Oto najważniejsze z nich:
Niewprowadzenie eksperta w świat mediów – nie każdy zna specyfikę pracy mediów, zasady rządzące przygotowaniem wydania publikacji prasowej czy programu publicystycznego. Zadaniem specjalisty ds. PR przed przystąpieniem do pierwszych kontaktów eksperta z dziennikarzami jest wyjaśnienie jak działa świat mediów.
Dzięki nawet krótkiemu szkoleniu nasz ekspert będzie przygotowany na to, że jego komentarz być może zostanie opublikowany tydzień później albo reporter w ogóle zrezygnuje z wykorzystania danej wypowiedzi. Będzie wiedział jak ubrać się do studia telewizyjnego i dlaczego w radiu warto zwrócić uwagę na odległość ust od mikrofonu.
I, co zasadnicze, w jaki sposób udzielać odpowiedzi na pytania dziennikarza, by w samej publikacji pojawiły się te przekazy, które są kluczowe dla nas, a nie dla dziennikarza (tzw. key messages).
Od razu na głęboką wodę – pierwsze kontakty z mediami mogą być trudne. Szczególnie, jeśli nasz ekspert nie ma wrodzonego talentu do wystąpień publicznych.
Dobrze jest zatem zacząć metodą małych kroków i umówić eksperta na rozmowę z redakcją telewizji internetowej czy mniejszej gazety. Na „lajfy” (występy „na żywo”) przyjdzie czas. Po pierwsze, strach przed wpadką samego eksperta (jak i nasz) będzie mniejszy, a w razie potknięć jest szansa na poprawkę wypowiedzi.

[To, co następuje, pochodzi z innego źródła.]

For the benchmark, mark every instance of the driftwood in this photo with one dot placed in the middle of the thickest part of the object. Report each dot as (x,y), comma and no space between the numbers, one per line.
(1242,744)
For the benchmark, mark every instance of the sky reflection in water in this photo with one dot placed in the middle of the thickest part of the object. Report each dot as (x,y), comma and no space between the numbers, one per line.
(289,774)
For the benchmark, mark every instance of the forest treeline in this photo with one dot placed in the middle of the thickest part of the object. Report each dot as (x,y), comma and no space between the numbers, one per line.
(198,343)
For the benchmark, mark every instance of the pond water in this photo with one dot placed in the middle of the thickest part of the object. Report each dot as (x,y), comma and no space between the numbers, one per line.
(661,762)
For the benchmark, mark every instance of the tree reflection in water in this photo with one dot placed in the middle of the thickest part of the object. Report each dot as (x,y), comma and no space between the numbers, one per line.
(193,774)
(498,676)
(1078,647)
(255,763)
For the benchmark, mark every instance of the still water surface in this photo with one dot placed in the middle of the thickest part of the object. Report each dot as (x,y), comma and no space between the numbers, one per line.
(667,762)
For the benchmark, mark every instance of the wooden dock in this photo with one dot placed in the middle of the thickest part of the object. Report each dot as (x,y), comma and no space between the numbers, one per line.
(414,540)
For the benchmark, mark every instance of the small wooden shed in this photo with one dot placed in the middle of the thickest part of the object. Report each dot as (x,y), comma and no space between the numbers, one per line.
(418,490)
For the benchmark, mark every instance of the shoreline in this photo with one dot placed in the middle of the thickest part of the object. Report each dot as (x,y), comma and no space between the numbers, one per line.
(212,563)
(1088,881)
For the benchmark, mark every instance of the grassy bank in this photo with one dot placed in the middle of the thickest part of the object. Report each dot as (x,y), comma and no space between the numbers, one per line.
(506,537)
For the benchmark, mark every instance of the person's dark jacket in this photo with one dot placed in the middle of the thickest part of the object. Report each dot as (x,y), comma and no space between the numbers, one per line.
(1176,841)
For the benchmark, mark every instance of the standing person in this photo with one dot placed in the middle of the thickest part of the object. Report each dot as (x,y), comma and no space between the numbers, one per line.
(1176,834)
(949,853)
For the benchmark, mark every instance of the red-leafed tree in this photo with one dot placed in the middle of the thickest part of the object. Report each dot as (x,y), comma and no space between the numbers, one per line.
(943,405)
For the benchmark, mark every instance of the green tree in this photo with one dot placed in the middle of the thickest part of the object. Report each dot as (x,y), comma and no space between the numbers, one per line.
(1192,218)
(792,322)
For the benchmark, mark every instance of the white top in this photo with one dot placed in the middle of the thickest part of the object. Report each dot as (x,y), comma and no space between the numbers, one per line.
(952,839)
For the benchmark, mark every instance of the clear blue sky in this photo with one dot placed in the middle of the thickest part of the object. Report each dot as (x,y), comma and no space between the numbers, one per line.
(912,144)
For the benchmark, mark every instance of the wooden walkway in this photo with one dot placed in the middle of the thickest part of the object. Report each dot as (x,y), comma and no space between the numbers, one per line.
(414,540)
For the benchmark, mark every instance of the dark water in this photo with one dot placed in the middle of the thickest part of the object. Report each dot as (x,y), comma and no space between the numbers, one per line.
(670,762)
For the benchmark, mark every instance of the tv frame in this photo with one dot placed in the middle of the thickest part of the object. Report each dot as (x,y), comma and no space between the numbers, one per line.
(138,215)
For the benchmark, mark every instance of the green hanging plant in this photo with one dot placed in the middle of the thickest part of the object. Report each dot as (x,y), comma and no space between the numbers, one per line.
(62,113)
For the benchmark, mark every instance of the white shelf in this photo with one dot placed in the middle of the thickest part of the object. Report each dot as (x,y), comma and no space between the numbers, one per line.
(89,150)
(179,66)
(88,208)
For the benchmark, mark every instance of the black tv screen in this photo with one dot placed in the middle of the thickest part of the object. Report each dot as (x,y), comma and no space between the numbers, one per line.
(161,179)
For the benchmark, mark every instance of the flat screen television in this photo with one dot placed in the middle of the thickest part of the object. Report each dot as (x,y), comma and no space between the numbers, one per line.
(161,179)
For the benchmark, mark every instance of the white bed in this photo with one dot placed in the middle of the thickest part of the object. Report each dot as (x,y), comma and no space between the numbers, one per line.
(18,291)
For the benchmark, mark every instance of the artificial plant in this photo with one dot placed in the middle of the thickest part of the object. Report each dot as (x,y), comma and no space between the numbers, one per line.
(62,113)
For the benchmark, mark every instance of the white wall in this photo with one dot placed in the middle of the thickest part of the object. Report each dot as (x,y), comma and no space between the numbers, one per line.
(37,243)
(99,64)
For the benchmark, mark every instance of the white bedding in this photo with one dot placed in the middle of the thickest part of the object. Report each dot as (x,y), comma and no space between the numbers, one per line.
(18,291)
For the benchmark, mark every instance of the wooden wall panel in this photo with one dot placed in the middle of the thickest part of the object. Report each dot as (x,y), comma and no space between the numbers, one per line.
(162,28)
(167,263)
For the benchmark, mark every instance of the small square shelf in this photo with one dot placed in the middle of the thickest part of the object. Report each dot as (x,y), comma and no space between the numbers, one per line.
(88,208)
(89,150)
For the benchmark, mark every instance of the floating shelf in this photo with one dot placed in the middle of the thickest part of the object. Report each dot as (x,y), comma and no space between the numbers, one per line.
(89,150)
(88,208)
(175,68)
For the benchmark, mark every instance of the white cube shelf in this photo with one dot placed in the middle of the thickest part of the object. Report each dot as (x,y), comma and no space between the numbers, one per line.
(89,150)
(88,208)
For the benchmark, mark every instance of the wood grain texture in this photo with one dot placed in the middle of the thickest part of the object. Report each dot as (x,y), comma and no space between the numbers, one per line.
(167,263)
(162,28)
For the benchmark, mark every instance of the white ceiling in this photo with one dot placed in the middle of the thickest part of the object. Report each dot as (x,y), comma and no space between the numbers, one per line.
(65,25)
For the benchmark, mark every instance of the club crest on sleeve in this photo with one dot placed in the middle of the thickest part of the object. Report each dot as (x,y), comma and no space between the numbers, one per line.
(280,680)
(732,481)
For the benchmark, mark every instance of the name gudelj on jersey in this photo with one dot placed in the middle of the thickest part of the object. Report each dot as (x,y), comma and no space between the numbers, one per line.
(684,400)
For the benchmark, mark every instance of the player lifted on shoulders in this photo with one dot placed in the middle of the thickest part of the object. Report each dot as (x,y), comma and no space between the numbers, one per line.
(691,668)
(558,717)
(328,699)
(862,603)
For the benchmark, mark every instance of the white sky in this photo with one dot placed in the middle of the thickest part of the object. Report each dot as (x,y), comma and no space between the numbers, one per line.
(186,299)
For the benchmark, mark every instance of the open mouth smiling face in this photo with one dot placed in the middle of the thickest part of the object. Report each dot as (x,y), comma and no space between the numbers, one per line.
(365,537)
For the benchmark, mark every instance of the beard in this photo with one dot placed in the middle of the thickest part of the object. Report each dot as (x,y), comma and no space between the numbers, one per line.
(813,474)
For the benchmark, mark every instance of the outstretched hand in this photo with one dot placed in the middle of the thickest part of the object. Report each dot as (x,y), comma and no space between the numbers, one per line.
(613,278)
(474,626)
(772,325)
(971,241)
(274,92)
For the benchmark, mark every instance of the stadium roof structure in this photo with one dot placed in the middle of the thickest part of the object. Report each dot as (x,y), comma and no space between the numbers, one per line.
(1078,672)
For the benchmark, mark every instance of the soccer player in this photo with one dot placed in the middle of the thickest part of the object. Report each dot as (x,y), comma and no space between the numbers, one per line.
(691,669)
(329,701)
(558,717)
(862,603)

W ten sposób, stopniowo zdobywając doświadczenie, przygotujemy eksperta na przyszły wywiad w TVN CNBC, Rzeczpospolitej czy TOK FM. Wrzucając naszego specjalistę od razu na głęboką wodę, zwłaszcza w przypadku tematów niewygodnych czy kontrowersyjnych, narażamy go na wizerunkową porażkę w większej skali. A to już niemal gwarancja, że się zniechęci.
Bez przygotowania na wywiad – do każdego wywiadu trzeba się przygotować nie tylko merytorycznie, ale i logistycznie. Niby banał, jednak aż nadto często lekceważony.
Oczywiście nazwa i adres redakcji, czas i ogólny temat spotkania to podstawowe wytyczne. Kluczowe jest ustalenie, co stanowi przedmiot zainteresowania dziennikarza, o co zamierza zapytać. Uprzedzony o tym ekspert w praktyce pozbawiony jest niebezpieczeństwa merytorycznej wpadki.
Przede wszystkim jednak może – z pomocą PR-owca lub sam, jeśli zna te techniki – zaplanować, jak w odpowiedzi na pytania dziennikarza wpleść swoje tezy, by zrealizować swój komunikacyjny cel.
Zbyt wysokie aspiracje na samym początku – z prezesem przedsiębiorstwa zatrudniającego 10.000 pracowników i o obrotach sięgających setek milionów złotych chętnie porozmawia większość dziennikarzy zajmujących się daną branżą.